I appreciate that the price of health care is sky rocketing. However physicians” fees are falling and not sky rocketing. I have pointed out that facilitator stakeholders are benefiting more than the primary stakeholders (patients and physicians).

It is hard to believe the majority of physicians in this country want the government (Medicare) as the single party payer for medical care.

The Washington Post article states “A majority of American doctors now support the concept of national health insurance, which represents a shift in thinking over the past five years, a new survey finds."
“Typically, national health insurance plans involve a single, federally administered social insurance fund that guarantees health coverage for everyone. In most cases, these plans eliminate or substantially reduce the role of private insurance companies.”

Unfortunately the media report what the press release tells them has been found in the study.

“Physicians For A National Health Program” published this press release. The Washington Post copied the press release.

This is disinformation with media spin at its height. The public usually accepts the data as valid findings when presented by the media.

The study had 2,193 physicians. The physicians responding to the survey are supposed to represent 733,183 physicians in America.
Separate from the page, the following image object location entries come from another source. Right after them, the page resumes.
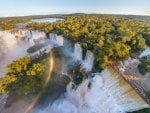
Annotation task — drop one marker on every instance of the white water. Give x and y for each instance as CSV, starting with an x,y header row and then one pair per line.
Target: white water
x,y
105,95
56,40
77,52
12,48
"A survey conducted last year of 2,193 physicians across the United States found that 59 percent support "government legislation to establish national health insurance," while 32 percent oppose it, and 9 percent are neutral. In 2002, a similar survey found that 49 percent of physicians supported the concept, while 40 percent opposed it."

A larger sample size with a better survey questionnaire might have come to a different conclusion. If one accepts the survey sample and sample size as valid the study shows the percentage of physicians who want universal healthcare coverage but not universal coverage under a government run single party payer system. The press release leads us to the single party payer preference.

“Typically, national health insurance plans involve a single, federally administered social insurance fund that guarantees health coverage for everyone.”

The AMA has recommended universal coverage, as do most physicians. The problem of the uninsured is large. However, neither the AMA nor most physicians in private practice recommend the government as a single party payer. Private practitioners understand the problems inherent in government run organizations as do most consumers
In the next blog I will publish the original data and my commentary on the survey results. It will be clear how the data is manipulated to reach conclusions that should not be reached.

The opinions expressed in the blog “Repairing The Healthcare System” are, mine and mine alone.

  • Gerald

    Fair enough.
    Raises your anxiety level, doesn’t it? Being a physician is something you are “locked in” to. While no-one forces you to practice medicine, if you quit you’ll have wasted about a decade of education and training.
    That’s an invested, sunk cost : if you could have put that level of effort into another career, you could probably make almost as much money as a physician. But you can’t go back in time and reclaim your sunk investment.
    Economically, I just don’t see how the government can take over everything. While people complain about the state of affairs now, if the U.S. medical industry were basically a giant V.A. hospital it would be un-imaginably worse.
    How would they make enough doctors go to work? My economics classes show that people respond to incentives. There is currently a growing shortage of physicians as it is.
    If you significantly cut the pay of practicing physicians, many of them would work fewer hours or retire.